Fourteen epistles in the New Testament are attributed to Paul, those being to the Romans, two to the Corinthians, to Gallatians, to Efessians, to Philippians, to Collosenes, two to the Thesalonicenes, two to his disciple Timothy, one to Titus, one to Philemon and one to the Hebrews. The importance of his epistles is unmeasurable and speaking about them, on may write entire libraries without finishing.

The Grave of St. Paul was, according to the tradition, under the altar of The San Paolo alle Tre Fontane church in Rome. Another tradition holds that Paul was interred with Saint Peter at Catacombs by the via Appia until moved to what is now the Basilica of Saint Paul Outside the Walls in Rome. St. Bede, in his Ecclesiastical History, writes that Pope Vitalian in 665 gave Paul’s relics (including a cross made from his prison chains) from the crypts of Lucina to the King Oswy of Northumbria, from northern Britain. However, Bede's use of the word “relic” was not limited to corporal remains.

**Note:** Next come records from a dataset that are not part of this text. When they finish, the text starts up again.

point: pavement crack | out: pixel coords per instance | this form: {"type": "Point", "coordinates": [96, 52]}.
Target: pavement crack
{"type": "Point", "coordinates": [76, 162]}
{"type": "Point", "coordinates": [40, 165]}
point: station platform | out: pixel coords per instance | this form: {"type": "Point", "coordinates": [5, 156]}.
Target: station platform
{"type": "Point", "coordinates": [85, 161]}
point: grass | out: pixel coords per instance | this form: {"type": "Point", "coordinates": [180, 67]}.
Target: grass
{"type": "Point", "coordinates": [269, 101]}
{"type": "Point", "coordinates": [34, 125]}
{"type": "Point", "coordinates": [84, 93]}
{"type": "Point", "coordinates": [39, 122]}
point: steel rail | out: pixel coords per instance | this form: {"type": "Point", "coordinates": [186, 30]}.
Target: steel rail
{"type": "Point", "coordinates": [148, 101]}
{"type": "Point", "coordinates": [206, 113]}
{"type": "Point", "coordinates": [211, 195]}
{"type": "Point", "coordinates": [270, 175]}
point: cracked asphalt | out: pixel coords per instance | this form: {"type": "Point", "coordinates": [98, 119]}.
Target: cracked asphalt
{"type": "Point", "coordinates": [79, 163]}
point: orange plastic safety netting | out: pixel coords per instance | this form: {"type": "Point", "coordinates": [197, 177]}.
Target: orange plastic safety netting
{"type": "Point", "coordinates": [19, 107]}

In June 2009, Pope Benedict XVI announced the excavation results concerning the tomb of Paul at the Basilica of Saint Paul Outside the Walls. The sarcophagus itself was not opened, but was examined by means of a probe. It revealed pieces of incense and purple and blue linen as well as small bone fragments. The bone was radiocarbon dated to the 1st to 2nd century. According to the Vatican, this seemed to confirm the tradition of the tomb being Paul's.

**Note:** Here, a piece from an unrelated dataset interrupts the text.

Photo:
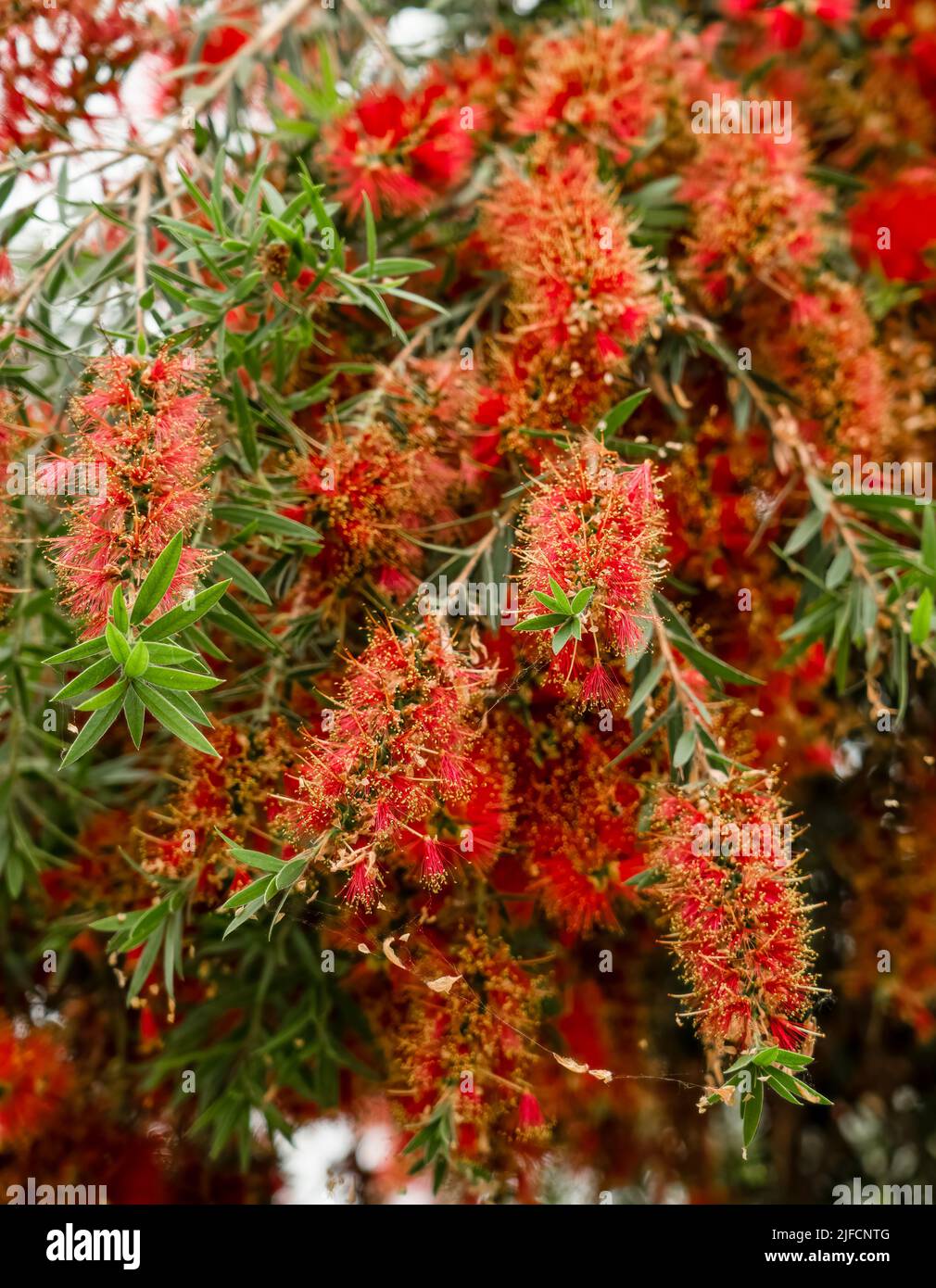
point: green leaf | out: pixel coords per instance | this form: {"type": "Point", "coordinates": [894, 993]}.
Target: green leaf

Saint Paul is the patron saint of London and of another many cities and Christian Communities around the World. He is almost always celebrated together with St. Peter and millions of Christians bear his name.

Saint Paul is the author of the most beautiful hymn ever dedicated to love, which is to be found in the 1 Corinthians, chapter 13:

If with the tongues of men and of messengers I speak, and have not love, I have become brass sounding, or a cymbal tinkling; and if I have prophecy, and know all the secrets, and all the knowledge, and if I have all the faith, so as to remove mountains, and have not love, I am nothing; and if I give away to feed others all my goods, and if I give up my body that I may be burned, and have not love, I am profited nothing. The love is long-suffering, it is kind, the love doth not envy, the love doth not vaunt itself, is not puffed up, doth not act unseemly, doth not seek its own things, is not provoked, doth not impute evil, rejoiceth not over the unrighteousness, and rejoiceth with the truth; all things it beareth, all it believeth, all it hopeth, all it endureth. The love doth never fail; and whether there be prophecies, they shall become useless; whether tongues, they shall cease; whether knowledge, it shall become useless…

Troparion of St. Apostles Peter and Paul:

First-enthroned of the apostles, teachers of the universe: Entreat the Master of all to grant peace to the world, and to our souls great mercy!